Families facing the same harrowing difficulties now have a tool to help them navigate this torturous terrain.
A new website for families -- with separate sections for teenagers and for healthy parents -- is designed to explain the emotional conflicts these diagnoses draw forth as well as what family members can do for the afflicted parent and for themselves.
It is called "When dementia is in the house" and is the brain child of Dr. Tiffany Chow, an expert in diagnosing and treating early-onset dementia.
Chow, who works at Toronto's Baycrest Health Sciences Centre, said she was moved to create the website after seeing children struggle to deal with the diagnosis of a parent.
Children in this circumstance become "collateral damage to dementia," Chow said. "Kids are forced to grow up really fast in these situations."
"Teens caught in this nightmare not only lose the parent struck down with dementia but also time and attention from the well parent consumed with caregiving and financial responsibilities," she said in a press release.
Chow devised the site's content with Katherine Nichols, a writer based in Hawaii who has firsthand experience in this area.
"My children were 10 and 12 when my former husband was diagnosed with frontotemporal dementia. The painful time leading up to this assessment and the traumatic years that followed inspired me to write and speak publicly about the effects of dementia on families and colleagues," said Nichols, who has written about her family's experience in several U.S. magazines.
Chow and Nichols said they hope the website will help family members learn strategies for managing the unpredictable and uncomfortable behaviours associated with an early-onset dementia in their loved one.
Nichols led focus groups with teenaged children who were living with a parent suffering from dementia to ensure the content would connect with them and reflect their interpretation of their disrupted home life.
Shin said her kids, who are now 19, 16 and 12, took part in the process. She reviewed the materials as well, and believes they would have helped her family through a hellish ordeal.
Her youngest daughter was not quite four years old when Michael Shin's behaviour started to change.
He began to act out of character, lost his job, spent masses of money. June Shin said she was left wondering what happened to the man she'd married.
"All these strange things were happening. And I guess one of their coping mechanisms was to pretend that it didn't exist outside of our house," she said of her children's reactions.
It was three years -- of car accidents and erratic and dangerous behaviour -- before he was diagnosed with frontotemporal dementia.
Shin eventually had to move her husband into a long-term care facility.
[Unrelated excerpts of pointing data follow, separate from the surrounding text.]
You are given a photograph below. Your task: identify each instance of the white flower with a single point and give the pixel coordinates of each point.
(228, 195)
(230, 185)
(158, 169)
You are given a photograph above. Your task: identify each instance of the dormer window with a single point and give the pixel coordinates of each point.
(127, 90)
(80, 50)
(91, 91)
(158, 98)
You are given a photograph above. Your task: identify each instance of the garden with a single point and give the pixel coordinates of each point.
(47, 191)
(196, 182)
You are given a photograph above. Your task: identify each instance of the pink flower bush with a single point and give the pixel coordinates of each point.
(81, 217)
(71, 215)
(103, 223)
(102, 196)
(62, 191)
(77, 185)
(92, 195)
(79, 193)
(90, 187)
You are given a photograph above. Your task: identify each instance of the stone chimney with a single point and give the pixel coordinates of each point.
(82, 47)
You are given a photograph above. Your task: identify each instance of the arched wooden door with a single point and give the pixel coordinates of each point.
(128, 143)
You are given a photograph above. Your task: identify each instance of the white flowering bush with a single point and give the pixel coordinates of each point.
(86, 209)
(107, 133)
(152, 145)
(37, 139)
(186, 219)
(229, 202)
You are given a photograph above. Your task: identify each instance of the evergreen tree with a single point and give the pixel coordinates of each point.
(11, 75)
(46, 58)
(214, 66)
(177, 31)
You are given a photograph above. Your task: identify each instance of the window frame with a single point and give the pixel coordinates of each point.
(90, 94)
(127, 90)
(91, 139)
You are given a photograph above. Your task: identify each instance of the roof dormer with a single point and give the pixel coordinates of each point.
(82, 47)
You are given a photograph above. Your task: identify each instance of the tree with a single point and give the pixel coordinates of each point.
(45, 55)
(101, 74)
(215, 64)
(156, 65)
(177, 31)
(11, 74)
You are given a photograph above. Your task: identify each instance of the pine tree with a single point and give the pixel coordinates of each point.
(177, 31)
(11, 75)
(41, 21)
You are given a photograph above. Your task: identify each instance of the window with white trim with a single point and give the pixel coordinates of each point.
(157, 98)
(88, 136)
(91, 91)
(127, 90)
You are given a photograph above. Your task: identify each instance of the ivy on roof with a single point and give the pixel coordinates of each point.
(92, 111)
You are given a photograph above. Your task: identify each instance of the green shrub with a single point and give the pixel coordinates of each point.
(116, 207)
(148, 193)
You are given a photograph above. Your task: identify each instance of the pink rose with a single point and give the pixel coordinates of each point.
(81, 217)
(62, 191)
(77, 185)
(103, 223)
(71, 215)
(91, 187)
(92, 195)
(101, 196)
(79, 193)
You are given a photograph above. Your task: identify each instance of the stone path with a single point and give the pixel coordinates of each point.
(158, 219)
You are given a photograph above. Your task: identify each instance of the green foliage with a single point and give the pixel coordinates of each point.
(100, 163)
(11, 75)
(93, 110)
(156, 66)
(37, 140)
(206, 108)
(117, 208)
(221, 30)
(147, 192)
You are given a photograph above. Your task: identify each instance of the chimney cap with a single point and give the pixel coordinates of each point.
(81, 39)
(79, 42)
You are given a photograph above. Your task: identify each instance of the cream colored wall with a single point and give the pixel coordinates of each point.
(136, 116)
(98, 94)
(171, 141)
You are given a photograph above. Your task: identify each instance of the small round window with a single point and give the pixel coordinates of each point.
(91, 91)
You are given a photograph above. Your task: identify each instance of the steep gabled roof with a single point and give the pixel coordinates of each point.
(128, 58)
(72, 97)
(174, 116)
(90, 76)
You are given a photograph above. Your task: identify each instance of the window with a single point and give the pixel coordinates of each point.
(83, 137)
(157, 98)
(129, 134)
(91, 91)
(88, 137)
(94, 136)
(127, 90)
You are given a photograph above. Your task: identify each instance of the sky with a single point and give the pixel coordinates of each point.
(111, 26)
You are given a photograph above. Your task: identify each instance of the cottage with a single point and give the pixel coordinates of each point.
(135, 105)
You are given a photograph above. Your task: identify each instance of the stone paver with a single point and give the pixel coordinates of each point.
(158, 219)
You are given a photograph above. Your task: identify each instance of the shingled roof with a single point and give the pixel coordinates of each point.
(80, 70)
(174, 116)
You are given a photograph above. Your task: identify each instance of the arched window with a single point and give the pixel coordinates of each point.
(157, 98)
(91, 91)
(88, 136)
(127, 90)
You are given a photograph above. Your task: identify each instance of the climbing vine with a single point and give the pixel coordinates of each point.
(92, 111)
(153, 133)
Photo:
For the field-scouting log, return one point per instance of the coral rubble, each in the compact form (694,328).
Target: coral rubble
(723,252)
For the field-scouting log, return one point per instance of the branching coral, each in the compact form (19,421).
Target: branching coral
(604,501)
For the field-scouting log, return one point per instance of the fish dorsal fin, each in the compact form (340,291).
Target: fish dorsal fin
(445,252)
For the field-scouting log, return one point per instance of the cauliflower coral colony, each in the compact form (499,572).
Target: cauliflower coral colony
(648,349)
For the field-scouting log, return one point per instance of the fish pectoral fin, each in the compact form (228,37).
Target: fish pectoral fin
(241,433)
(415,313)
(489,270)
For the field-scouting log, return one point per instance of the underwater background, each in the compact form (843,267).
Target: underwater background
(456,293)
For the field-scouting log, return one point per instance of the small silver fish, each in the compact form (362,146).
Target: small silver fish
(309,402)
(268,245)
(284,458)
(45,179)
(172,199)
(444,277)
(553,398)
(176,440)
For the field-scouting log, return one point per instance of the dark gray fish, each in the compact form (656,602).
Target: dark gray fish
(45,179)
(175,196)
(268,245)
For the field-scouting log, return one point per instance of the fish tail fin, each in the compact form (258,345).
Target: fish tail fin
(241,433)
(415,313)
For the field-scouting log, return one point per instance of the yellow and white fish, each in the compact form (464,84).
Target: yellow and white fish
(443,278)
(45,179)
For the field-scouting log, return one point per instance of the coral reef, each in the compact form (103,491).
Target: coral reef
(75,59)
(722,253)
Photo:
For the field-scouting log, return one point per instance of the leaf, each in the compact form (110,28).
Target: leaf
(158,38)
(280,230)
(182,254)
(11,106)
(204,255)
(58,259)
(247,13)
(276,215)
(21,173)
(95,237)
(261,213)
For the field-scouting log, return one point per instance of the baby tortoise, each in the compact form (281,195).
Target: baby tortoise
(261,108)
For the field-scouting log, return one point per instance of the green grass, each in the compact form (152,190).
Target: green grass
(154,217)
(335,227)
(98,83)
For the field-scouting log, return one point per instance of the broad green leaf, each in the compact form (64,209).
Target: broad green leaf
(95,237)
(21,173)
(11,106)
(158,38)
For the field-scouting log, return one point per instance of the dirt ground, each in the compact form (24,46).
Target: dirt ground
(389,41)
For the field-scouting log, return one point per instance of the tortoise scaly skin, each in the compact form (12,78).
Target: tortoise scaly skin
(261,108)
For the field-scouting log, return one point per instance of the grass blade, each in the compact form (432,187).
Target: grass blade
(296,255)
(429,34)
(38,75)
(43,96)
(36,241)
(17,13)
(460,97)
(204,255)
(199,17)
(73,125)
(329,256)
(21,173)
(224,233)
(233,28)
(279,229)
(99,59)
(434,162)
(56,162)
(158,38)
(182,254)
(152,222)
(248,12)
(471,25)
He died in late April of this year.
One page in the website cautions children of an afflicted parent about the dangers of becoming compulsive caregivers, reminding them they need to be taken care of at times too.
It also warns them they should seek help if they find themselves trying to escape the stress of their reality by turning to drinking, drugs or excessive online time.
The section for the healthy parent gives advice about how to talk with children about the condition and how much caregiving children should be asked to provide.
The website is hosted and managed by the Halifax-based Canadian Dementia Knowledge Translation Network and can be found at www.lifeandminds.ca/whendementiaisinthehouse.